8 years after her disappearance, Charlie and Larissa are informed that Katie is still “alive.” They take her back in, but it’s not the same Katie anymore. Katie’s sister, Maud (Billie Roy), frighteningly discovers some terrifying revelations about her sister and the plot unveils many unnecessary scenes of possession that simply serve to pad the running time of a movie that’s short on big ideas and long on gore and violence.
Katie is played by Natalie Grace after the opening stages of the movie. Grace is asked to be scary and succeeds many times over thanks in large part to the gruesome make-up and special effects. The movie focuses on mummification just like the title promises and it reveals its sickening images in such a way that they can become frustrating to watch, especially with the sound effects taken up to the max with creepy noises complementing the graphic images. Mummification isn’t my forte so it’s hard to know how the logistics of the movie allow for the passing of evil spirits, but since this is a supernatural horror movie, one just rolls with the punches Cronin inflicts on the viewer.
The performances range from decent to merely adequate. Jack Reynor plays his journalist dad character with genuine sincerity and the mom is simply reduced to being in the background and telling Maud she can’t eat two slices of pizza in a scene right before Katie’s dire fate is revealed to the parents. Lee Cronin’s The Mummy is an investment for the viewer due to its lengthy running time and if The Exorcist and The Conjuring are among your favorite horror movies, then it’s possible to get blown away by the lengths Cronin took to tell his horrific tale of terror.
A key scene has a severely possessed Katie asking her brother, Sebastian (Shylo Molina), to help her undress her bandages. Sebastian soon becomes evil too and the movie goes back and forth between trying to be a possession movie and just doing whatever the hell it wants in the name of creepiness. A cop played by May Calamawy adds a fair share of interesting moments to the film as does a character named Carmen Santiago (well played by Veronica Falcón), but the movie gets lost in its heavy special effects and scenes of Katie rocking back and forth and crawling all over the place till she’s trapped in a room for a bit, just to unnecessarily extend the running time to its lengthy two-hours plus duration.
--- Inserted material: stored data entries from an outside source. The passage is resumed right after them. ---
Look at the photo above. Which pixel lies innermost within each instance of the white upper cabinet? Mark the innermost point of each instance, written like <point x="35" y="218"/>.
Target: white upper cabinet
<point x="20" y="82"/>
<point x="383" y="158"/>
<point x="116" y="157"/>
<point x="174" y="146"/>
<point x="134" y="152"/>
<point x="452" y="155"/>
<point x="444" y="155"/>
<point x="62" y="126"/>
Lee Cronin’s The Mummy shouldn’t have been called a “Mummy” movie. It’s titled incorrectly. People will go in expecting one thing and get Linda Blair The Exorcist vibes through and through instead. Give Cronin credit, though. Nobody else would put their name on this film’s title except someone trying to prove themselves in the world of horror. Cronin may want to remove his name from the title one day. In fact, lets just go back to the drawing boards and call this what it is – anything but a definitive Mummy movie. How about The Possession of Katie Cannon? Forget it, though. Calling it that would make it seem like a run of the mill possession movie and whatever Lee Cronin’s The Mummy actually is, conventional would be the last word to describe it.
In the end, Lee Cronin’s The Mummy will scare those willing to be terrified, but because it’s almost impossible to get totally wrapped up in the characters or story line, the best advice for Cronin would be to avoid making Lee Cronin’s Frankenstein or Lee Cronin’s The Wolf Man or anything like that in the near future. This new movie is full enough of Lee Cronin’s twisted ideas for a lifetime and next up should be Lee Cronin’s Driving Miss Daisy. Oh, my, I wouldn’t want to know what Cronin would do with that one.